Elizabeth no pudo desobedecer semejante mandato. En un momento lo
pensó mejor y creyó más sensato acabar con todo aquello lo antes posible
en paz y tranquilidad. Se volvió a sentar y trató de disimular con empeño,
por un lado, la sensación de malestar, y por otro, lo que le divertía aquel
asunto. La señora Bennet y Kitty se fueron, y entonces Collins empezó:
––Créame, mi querida señorita Elizabeth, que su modestia, en vez de
perjudicarla, viene a sumarse a sus otras perfecciones. Me habría parecido
usted menos adorable si no hubiese mostrado esa pequeña resistencia. Pero
permítame asegurarle que su madre me ha dado licencia para esta
entrevista.
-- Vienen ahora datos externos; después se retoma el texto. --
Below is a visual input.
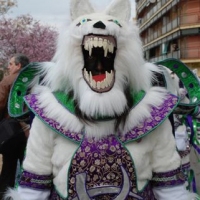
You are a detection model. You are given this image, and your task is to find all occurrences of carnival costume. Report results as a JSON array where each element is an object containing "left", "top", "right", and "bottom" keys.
[{"left": 7, "top": 0, "right": 199, "bottom": 200}]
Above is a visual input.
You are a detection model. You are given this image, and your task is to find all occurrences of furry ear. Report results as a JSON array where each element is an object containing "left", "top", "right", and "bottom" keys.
[
  {"left": 105, "top": 0, "right": 131, "bottom": 21},
  {"left": 70, "top": 0, "right": 94, "bottom": 20}
]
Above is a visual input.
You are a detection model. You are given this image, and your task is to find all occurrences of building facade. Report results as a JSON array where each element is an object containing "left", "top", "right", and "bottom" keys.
[{"left": 136, "top": 0, "right": 200, "bottom": 72}]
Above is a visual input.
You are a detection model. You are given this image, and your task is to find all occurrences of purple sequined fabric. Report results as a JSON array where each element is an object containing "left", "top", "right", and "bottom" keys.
[
  {"left": 25, "top": 94, "right": 83, "bottom": 142},
  {"left": 151, "top": 168, "right": 185, "bottom": 187},
  {"left": 119, "top": 94, "right": 178, "bottom": 143},
  {"left": 68, "top": 135, "right": 155, "bottom": 200},
  {"left": 19, "top": 171, "right": 53, "bottom": 190}
]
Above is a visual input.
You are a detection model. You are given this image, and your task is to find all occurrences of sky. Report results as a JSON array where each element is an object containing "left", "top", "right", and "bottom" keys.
[{"left": 3, "top": 0, "right": 135, "bottom": 28}]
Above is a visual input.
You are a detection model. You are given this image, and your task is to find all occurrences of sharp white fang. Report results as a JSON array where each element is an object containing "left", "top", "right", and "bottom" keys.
[
  {"left": 89, "top": 72, "right": 92, "bottom": 84},
  {"left": 92, "top": 80, "right": 97, "bottom": 88},
  {"left": 104, "top": 47, "right": 108, "bottom": 57},
  {"left": 94, "top": 37, "right": 98, "bottom": 47},
  {"left": 97, "top": 81, "right": 101, "bottom": 89},
  {"left": 89, "top": 42, "right": 93, "bottom": 56}
]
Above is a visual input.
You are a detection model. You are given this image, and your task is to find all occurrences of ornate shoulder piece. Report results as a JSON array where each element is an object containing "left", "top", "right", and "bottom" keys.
[
  {"left": 155, "top": 58, "right": 200, "bottom": 114},
  {"left": 8, "top": 63, "right": 40, "bottom": 118}
]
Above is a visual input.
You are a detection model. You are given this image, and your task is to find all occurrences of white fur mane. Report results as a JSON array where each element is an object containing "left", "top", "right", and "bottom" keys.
[{"left": 39, "top": 0, "right": 160, "bottom": 116}]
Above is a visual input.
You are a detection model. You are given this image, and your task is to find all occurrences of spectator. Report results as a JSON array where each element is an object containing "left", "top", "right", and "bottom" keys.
[{"left": 0, "top": 54, "right": 29, "bottom": 200}]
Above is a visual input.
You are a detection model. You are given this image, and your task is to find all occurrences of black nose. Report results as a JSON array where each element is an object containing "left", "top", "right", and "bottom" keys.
[{"left": 93, "top": 21, "right": 106, "bottom": 29}]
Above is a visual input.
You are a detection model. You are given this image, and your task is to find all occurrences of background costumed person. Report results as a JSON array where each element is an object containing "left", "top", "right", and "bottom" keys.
[{"left": 3, "top": 0, "right": 199, "bottom": 200}]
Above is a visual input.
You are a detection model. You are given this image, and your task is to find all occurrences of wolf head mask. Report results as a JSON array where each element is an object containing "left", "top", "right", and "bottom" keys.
[{"left": 45, "top": 0, "right": 156, "bottom": 116}]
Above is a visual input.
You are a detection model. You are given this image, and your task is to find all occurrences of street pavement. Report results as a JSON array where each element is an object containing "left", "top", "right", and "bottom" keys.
[
  {"left": 0, "top": 148, "right": 200, "bottom": 195},
  {"left": 190, "top": 148, "right": 200, "bottom": 195}
]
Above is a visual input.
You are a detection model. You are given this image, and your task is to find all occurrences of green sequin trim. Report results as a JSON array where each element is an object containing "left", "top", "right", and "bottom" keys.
[
  {"left": 155, "top": 58, "right": 200, "bottom": 107},
  {"left": 8, "top": 63, "right": 39, "bottom": 117}
]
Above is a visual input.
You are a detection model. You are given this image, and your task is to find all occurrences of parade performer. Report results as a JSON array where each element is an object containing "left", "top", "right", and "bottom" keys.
[{"left": 3, "top": 0, "right": 199, "bottom": 200}]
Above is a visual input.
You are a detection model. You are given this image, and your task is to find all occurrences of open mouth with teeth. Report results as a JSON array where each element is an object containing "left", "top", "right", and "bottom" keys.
[{"left": 82, "top": 34, "right": 117, "bottom": 93}]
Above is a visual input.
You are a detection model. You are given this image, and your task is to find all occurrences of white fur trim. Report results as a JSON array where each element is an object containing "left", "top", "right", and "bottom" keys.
[
  {"left": 105, "top": 0, "right": 131, "bottom": 21},
  {"left": 121, "top": 87, "right": 167, "bottom": 134},
  {"left": 126, "top": 120, "right": 181, "bottom": 190},
  {"left": 70, "top": 0, "right": 94, "bottom": 20},
  {"left": 154, "top": 185, "right": 198, "bottom": 200}
]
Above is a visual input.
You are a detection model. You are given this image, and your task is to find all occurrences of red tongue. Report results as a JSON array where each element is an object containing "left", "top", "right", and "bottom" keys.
[{"left": 92, "top": 74, "right": 106, "bottom": 82}]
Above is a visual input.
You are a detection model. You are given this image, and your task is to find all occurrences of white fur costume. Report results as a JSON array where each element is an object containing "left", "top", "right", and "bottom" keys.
[{"left": 6, "top": 0, "right": 198, "bottom": 200}]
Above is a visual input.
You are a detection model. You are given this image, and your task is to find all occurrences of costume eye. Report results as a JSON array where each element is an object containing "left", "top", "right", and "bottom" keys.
[
  {"left": 108, "top": 19, "right": 122, "bottom": 27},
  {"left": 76, "top": 18, "right": 92, "bottom": 26},
  {"left": 88, "top": 56, "right": 94, "bottom": 60}
]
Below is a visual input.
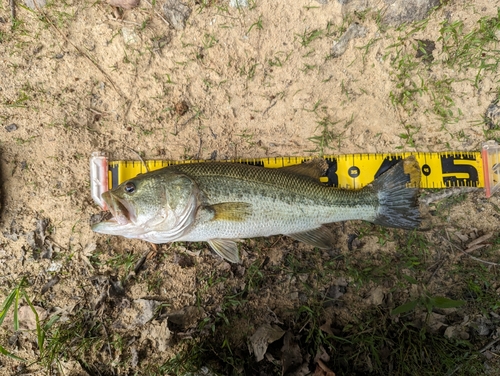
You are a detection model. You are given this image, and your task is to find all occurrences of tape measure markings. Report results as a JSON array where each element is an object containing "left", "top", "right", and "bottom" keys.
[{"left": 104, "top": 152, "right": 484, "bottom": 189}]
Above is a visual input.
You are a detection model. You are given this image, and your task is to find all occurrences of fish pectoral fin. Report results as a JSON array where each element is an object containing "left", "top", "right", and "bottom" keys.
[
  {"left": 287, "top": 226, "right": 335, "bottom": 249},
  {"left": 208, "top": 202, "right": 252, "bottom": 222},
  {"left": 208, "top": 239, "right": 240, "bottom": 263},
  {"left": 280, "top": 158, "right": 328, "bottom": 180}
]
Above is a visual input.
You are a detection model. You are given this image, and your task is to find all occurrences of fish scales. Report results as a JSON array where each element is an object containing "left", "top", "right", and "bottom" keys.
[
  {"left": 172, "top": 162, "right": 378, "bottom": 241},
  {"left": 92, "top": 157, "right": 420, "bottom": 262}
]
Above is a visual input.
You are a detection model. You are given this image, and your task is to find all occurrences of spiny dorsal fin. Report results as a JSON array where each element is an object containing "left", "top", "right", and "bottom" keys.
[
  {"left": 208, "top": 239, "right": 240, "bottom": 263},
  {"left": 287, "top": 226, "right": 335, "bottom": 249},
  {"left": 208, "top": 202, "right": 252, "bottom": 222},
  {"left": 280, "top": 158, "right": 328, "bottom": 180}
]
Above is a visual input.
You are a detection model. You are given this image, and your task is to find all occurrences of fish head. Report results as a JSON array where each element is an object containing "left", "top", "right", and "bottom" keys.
[{"left": 92, "top": 167, "right": 198, "bottom": 242}]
Ya debe saber cuál es el objeto de mi discurso; aunque su natural
delicadeza la lleve a disimularlo; mis intenciones han quedado demasiado
patentes para que puedan inducir a error. Casi en el momento en que pisé
esta casa, la elegí a usted para futura compañera de mi vida. Pero antes de
expresar mis sentimientos, quizá sea aconsejable que exponga las razones
que tengo para casarme, y por qué vine a Hertfordshire con la idea de
buscar una esposa precisamente aquí.
A Elizabeth casi le dio la risa al imaginárselo expresando sus
sentimientos; y no pudo aprovechar la breve pausa que hizo para evitar que
siguiese adelante. Collins continuó:
––Las razones que tengo para casarme son: primero, que la obligación
de un clérigo en circunstancias favorables como las mías, es dar ejemplo de
matrimonio en su parroquia; segundo, que estoy convencido de que eso
contribuirá poderosamente a mi felicidad; y tercero, cosa que tal vez
hubiese debido advertir en primer término, que es el particular consejo y
recomendación de la nobilísima dama a quien tengo el honor de llamar mi
protectora. Por dos veces se ha dignado indicármelo, aun sin habérselo yo
insinuado, y el mismo sábado por la noche, antes de que saliese de
Hunsford y durante nuestra partida de cuatrillo, mientras la señora
Jenkinson arreglaba el silletín de la señorita de Bourgh, me dijo: «Señor
Collins, tiene usted que casarse. Un clérigo como usted debe estar casado.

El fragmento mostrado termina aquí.